Depending on your answers, your ob-gyn or another health care professional may suggest that you talk about genetic testing with a genetic counselor or a physician who is an expert in genetics.

Bone mineral density

Screening for bone mineral density is recommended at age 65 or earlier if there are risk factors, such as smoking, chronic steroid use, you have a small frame, or a family history of osteoporosis. Osteoporosis is the disease of thin and fragile bones and may require medication, especially if there has been a fracture. While osteopenia is the beginning of bone thinning that can lead to osteoporosis. There are no warning symptoms of osteoporosis, so a screening test called a DEXA can tell you how severely thinned your bones have become.

Colorectal screening

Colon cancer is a leading cancer and one of the deadliest if detected in late stages. Colonoscopy and DNA testing of the stool are the two best screening tools to detect colon/rectal cancer. Colonoscopy involves light anesthesia and a flexible tube with a camera inserted into the rectum to visualize any abnormalities in the colon, such as polyps. Any polyps or unusual findings will be biopsied.
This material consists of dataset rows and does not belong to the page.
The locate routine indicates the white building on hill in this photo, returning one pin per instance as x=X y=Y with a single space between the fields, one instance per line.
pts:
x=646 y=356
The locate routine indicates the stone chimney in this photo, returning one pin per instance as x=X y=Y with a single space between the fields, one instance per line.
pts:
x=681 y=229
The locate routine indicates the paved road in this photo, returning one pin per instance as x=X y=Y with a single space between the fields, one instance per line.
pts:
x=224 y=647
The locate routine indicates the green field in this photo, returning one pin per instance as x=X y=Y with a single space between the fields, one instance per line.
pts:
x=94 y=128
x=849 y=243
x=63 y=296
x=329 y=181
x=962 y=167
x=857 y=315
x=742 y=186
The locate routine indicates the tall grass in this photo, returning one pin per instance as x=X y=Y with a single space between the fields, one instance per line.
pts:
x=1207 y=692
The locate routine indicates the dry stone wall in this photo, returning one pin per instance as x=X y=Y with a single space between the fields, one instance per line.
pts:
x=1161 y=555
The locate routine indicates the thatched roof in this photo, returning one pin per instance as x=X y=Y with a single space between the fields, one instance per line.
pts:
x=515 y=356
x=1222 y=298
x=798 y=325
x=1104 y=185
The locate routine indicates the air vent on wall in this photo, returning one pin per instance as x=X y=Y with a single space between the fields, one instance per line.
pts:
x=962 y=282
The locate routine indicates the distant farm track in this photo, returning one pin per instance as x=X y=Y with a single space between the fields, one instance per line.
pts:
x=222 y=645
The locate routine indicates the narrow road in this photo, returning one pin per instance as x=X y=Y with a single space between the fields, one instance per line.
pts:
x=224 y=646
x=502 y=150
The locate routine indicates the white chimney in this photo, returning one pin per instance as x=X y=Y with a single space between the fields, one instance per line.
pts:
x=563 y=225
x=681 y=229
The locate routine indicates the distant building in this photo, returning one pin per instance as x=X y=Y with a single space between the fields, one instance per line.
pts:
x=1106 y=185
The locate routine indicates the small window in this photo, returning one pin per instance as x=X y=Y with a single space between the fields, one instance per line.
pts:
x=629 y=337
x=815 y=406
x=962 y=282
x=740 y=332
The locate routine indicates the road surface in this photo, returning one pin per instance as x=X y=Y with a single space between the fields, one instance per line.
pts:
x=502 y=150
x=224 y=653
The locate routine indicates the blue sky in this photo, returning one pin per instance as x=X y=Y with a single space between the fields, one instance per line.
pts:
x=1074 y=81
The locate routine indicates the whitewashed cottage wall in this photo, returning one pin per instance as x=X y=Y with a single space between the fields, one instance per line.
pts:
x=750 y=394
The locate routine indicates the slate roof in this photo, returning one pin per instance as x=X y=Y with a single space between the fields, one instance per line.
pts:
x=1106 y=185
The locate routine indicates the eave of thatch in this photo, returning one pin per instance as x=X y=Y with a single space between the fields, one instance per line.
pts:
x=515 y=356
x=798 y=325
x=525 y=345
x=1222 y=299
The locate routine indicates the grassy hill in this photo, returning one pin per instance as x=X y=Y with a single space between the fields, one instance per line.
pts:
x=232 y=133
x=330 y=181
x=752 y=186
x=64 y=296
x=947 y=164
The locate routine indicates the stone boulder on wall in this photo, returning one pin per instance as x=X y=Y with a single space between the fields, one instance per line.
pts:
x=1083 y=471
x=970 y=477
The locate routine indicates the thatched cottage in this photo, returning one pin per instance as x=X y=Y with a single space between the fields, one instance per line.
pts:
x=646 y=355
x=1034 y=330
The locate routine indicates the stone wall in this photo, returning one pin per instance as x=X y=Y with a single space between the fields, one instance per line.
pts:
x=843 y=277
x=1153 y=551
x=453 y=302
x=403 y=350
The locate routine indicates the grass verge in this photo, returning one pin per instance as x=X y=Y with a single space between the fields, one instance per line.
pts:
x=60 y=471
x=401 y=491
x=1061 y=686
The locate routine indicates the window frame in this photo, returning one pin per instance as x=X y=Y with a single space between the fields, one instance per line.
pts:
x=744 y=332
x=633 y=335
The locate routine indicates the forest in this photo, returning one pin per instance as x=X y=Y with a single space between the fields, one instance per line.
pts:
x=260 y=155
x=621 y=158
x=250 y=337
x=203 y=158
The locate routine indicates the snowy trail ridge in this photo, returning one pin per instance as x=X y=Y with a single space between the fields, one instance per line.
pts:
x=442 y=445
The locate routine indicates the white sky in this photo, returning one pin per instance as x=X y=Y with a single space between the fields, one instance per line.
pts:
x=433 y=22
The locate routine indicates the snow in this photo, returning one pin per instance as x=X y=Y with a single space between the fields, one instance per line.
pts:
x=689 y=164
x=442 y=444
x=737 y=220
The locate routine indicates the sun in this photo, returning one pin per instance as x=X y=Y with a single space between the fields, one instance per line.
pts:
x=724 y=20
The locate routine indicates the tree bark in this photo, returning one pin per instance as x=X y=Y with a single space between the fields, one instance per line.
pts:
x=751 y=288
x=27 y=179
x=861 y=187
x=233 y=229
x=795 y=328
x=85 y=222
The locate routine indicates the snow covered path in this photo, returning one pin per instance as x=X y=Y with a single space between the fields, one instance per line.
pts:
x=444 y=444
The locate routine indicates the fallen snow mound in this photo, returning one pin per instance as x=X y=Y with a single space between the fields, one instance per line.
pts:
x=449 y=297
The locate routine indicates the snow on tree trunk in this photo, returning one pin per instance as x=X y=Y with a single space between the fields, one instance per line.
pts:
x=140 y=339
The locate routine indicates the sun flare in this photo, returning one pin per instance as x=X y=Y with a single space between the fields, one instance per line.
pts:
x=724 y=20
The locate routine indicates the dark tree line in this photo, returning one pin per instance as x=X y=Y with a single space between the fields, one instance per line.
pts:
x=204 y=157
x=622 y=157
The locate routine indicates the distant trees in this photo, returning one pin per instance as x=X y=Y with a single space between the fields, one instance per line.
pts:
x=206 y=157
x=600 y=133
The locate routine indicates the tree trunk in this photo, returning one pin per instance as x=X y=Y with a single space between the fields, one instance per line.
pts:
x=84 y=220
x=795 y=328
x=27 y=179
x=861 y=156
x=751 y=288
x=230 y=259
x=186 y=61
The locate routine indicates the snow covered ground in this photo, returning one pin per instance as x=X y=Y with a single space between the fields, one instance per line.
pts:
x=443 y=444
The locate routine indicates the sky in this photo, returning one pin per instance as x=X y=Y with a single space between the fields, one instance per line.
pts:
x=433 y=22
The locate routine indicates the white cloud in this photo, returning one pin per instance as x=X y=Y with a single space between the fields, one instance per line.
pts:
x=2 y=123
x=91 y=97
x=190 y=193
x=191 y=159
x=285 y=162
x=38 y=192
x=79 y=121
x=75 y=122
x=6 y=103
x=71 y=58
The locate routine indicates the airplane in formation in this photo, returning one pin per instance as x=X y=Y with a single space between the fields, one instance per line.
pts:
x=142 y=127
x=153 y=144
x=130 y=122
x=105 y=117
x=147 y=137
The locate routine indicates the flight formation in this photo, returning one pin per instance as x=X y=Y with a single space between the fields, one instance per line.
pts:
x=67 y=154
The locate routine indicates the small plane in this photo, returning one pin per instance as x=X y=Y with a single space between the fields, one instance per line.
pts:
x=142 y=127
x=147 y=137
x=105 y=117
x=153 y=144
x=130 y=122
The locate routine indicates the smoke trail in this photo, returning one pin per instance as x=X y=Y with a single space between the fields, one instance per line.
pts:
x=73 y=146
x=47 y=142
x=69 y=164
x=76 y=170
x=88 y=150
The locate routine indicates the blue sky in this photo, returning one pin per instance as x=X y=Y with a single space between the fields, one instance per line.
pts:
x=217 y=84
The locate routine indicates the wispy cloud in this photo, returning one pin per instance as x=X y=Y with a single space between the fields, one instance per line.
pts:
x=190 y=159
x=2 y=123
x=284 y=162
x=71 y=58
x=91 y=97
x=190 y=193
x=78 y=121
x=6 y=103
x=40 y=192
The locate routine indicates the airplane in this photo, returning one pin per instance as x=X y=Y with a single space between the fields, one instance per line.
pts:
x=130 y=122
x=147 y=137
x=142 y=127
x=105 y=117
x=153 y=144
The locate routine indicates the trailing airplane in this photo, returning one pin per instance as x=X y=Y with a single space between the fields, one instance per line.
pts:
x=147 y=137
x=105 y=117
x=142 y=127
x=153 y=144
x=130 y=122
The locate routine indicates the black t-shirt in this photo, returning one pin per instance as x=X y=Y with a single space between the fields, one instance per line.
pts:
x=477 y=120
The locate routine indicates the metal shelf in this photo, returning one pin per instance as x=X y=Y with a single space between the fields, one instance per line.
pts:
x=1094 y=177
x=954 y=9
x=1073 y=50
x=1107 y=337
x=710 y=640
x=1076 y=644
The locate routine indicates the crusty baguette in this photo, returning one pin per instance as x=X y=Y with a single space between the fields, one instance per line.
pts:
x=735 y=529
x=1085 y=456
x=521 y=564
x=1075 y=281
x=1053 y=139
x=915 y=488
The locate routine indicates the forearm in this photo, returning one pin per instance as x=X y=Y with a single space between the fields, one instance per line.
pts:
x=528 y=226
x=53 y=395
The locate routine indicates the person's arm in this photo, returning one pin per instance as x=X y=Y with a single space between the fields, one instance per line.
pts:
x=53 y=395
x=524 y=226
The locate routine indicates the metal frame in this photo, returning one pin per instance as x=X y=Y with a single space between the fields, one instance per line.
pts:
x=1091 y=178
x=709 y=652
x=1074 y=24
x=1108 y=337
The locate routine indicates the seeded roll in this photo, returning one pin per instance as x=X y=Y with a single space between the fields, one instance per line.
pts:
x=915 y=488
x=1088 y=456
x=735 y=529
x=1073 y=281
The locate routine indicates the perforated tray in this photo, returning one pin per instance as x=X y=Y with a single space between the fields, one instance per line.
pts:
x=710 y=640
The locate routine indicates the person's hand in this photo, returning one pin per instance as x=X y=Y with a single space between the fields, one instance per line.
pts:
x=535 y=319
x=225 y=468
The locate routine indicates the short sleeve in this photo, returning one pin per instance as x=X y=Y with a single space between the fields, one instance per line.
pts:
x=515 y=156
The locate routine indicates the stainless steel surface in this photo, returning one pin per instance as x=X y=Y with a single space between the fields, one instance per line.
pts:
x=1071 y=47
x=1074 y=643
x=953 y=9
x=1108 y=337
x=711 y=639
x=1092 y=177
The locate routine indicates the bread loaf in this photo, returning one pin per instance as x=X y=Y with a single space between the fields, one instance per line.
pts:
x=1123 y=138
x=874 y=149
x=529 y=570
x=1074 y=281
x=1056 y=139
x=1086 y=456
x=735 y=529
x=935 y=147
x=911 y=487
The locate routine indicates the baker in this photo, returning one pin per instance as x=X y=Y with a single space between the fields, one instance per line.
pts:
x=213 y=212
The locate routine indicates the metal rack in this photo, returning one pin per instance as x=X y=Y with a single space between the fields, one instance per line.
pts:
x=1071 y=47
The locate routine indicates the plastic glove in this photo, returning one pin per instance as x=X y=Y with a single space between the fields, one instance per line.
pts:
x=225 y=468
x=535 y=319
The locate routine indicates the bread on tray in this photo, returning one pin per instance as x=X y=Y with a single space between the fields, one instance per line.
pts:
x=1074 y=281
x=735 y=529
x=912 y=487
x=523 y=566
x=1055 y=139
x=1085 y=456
Abnormal or cancerous DNA can be detected in the stool that you collect at home and send to a lab. Cologuard is a test that you can do at home. The advantage is that you do not have to drink any laxatives before the test as you do with the colonoscopy. Your colon must be cleared of stool for a colonoscopy, and you must have someone drive you home from the test. These tests should begin at age 50 or sooner if there is a family history. Any blood in the stool warrants testing as well.

Eye exam

An eye exam should be done at least once from age 20-29, and at least twice from age 30-39. At age 40, get a baseline eye disease screening, with follow-ups as recommended. At age 65, you should get eye exams every 1-2 years.

Cholesterol screening

Begin screening at age 20 for women at increased risk for coronary heart disease (CHD). Risk factors include diabetes, smoking, obesity, hypertension, personal history of CHD or atherosclerosis, or family history of cardiovascular disease. Screenings are recommended every 5 years for those with levels that may need treatment. Screening is less important in older people because lipid levels are less likely to increase after age 65.

Diabetes screening

Diabetes screening guidelines are recommended every 3 years starting at age 45, except for adults with increased risk for diabetes who may be tested regularly. That includes adults who are overweight or have other risk factors, including:

  • Blood pressure higher than 140/90 (or taking blood pressure medicine).
  • Family history of diabetes.
  • High cholesterol.
  • History of cardiovascular disease.
  • Physical inactivity.
  • High-risk race or ethnicity.
  • Gave birth to a baby weighing 9 pounds or more or had gestational diabetes.

Lung cancer screening

Lung cancer screening should be done annually with low-dose computed tomography (CT) for adults aged 55 to 80 who have a 30 pack-year smoking history or have quit within the past 15 years.

Skin exams

Women with moles and any fair-complected person with concerning lesions or a history of melanoma in the family should receive skin examinations from a dermatologist.


  • Influenza. Annually.
  • Pneumococcal. Age 65 or in younger people at risk.
  • Meningitis. College freshmen and military recruits.
  • Hepatitis B. This vaccine is given to children at birth in 3 doses at 0, 1, and 6 months. It is also given to children or adults who weren't vaccinated as babies and are at risk for hepatitis B, such as health care workers.
  • Herpes Zoster (Shingles). Age 60 and older.
  • Measles/Mumps/Rubella (MMR). You'll receive one dose if you haven’t had one as a child.
  • Human Papillomavirus (HPV). Age 11-12; or 13-26 if not previously vaccinated; 3 doses at 0-, 2- and 6-month intervals; no booster necessary.
  • Tetanus. Every ten years.
  • Varicella (chickenpox). If not vaccinated as a child.